Inflation und Gehalt: So holen Sie mehr Geld für sich heraus
Die Inflation galoppiert, das Gehalt stagniert. Ein Recht auf eine Gehaltsanpassung gibt es aber nicht – und die können sich aufgrund der angespannten wirtschaftlichen Lage auch viele Unternehmen nicht leisten. Unsere Expertin verrät, wie eine Gehaltsanpassung trotzdem gelingen kann.
Die steigendeInflation in Folge der weltweiten Krisen verunsichert derzeit die Erwerbstätigen in Deutschland.

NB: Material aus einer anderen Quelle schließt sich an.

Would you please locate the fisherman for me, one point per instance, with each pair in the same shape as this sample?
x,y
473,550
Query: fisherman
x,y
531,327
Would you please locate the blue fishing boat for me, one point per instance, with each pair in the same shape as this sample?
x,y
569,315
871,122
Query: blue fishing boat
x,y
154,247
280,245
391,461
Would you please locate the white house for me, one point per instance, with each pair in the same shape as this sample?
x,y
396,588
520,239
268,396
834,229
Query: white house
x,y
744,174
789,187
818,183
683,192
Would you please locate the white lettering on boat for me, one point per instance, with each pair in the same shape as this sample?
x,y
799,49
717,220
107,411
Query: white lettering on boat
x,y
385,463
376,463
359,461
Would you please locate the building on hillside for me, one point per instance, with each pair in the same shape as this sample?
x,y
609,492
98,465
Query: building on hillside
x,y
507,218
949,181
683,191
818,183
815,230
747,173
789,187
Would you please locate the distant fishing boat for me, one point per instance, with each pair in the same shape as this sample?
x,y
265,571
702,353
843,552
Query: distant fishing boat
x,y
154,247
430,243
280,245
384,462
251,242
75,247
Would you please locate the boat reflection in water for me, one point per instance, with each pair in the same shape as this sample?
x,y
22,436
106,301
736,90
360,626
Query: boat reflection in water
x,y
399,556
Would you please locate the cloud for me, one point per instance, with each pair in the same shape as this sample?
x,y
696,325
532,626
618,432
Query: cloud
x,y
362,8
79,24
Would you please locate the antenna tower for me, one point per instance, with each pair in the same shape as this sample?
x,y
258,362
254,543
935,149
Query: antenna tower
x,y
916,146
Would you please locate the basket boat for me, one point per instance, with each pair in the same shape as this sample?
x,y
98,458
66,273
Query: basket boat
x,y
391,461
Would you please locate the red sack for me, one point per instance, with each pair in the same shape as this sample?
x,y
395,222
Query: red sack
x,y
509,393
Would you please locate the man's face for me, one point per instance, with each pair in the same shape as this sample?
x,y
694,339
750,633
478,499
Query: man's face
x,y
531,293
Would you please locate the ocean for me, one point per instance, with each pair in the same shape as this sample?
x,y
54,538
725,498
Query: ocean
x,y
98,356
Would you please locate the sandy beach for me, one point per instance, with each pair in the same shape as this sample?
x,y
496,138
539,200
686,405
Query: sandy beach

Insbesondere die enormen Teuerungsraten im Bereich der Energie- und Lebensmittelversorgung führen dazu, dass man immer tiefer in den Geldbeutel greifen muss. Forderungen, Gehälter anzupassen, werden lauter. Lucia Ramminger, Director Human Resources bei Edenred Deutschland, beantwortet Fragen zu steuer- und sozialabgabefreien Mitarbeiter-Benefits wie dem 50-Euro-Sachbezug und zeigt, wie Mitarbeitende auch in wirtschaftlich angespannten Zeiten gezielt entlastet werden können.
ingenieur.de: Welche Benefits können sowohl Arbeitgeber wie Arbeitnehmer derzeit finanziell entlasten?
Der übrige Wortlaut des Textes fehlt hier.